There comes a moment in S Craig Zahler’s thrilling horror-western when Kurt Russell’s Sheriff calls out to a screaming companion as he is butchered by Native American troglodyte cannibals. He winces as the “bunch of godless savages” hack away at parts nobody wants to see hacked.
Care to re-read that sentence? Kurt Russell winces. Kurt. Russell. It’s a bit like watching John Wayne dive behind a couch.

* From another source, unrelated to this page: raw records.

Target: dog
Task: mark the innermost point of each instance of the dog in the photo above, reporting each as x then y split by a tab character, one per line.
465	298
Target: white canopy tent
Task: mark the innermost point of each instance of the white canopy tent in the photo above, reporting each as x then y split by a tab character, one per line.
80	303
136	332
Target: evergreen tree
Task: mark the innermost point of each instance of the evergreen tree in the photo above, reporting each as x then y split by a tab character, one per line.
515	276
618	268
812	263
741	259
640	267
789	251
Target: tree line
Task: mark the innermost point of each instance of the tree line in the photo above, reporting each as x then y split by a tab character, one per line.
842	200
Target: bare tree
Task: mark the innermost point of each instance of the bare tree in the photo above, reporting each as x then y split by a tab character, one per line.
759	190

Ultraviolence aside, there’s plenty to admire about this innovative genre-bender. Bone Tomahawk is a meta-fiction, replete with banter about “manifest destiny”, running commentary (“This is why frontier life is so difficult,” quips the kidnapped Simmons. “Not because of the Indians or the elements. But because of the idiots.”) and a commendably crazy closing ballad (Four Doomed Men Ride Out) co-written by the director.
The film is sly enough to function equally well as an old-fashioned Kurt Russell shoot-‘em-up: or rather, shoot, if they’re lucky. The western, as we’re reminded on a near monthly basis, hasn’t gone away you know: rather, it survives in arthouse aspic (as in Slow West, Meek’s Cutoff, Dead Man). By mashing John Ford and The Hills Have Eyes, Bone Tomahawk reminds us what the genre once was, a durable relic of frontier life that could swerve between the song and dance of Cat Ballou and the genocidal horrors of Soldier Blue.
At 132 minutes, there’s plenty of Bone Tomahawk, particular given the characteristically winning economy of its headlining star’s performance; that stately pacing serves as the calm before the storm. Read the credits: heroes all.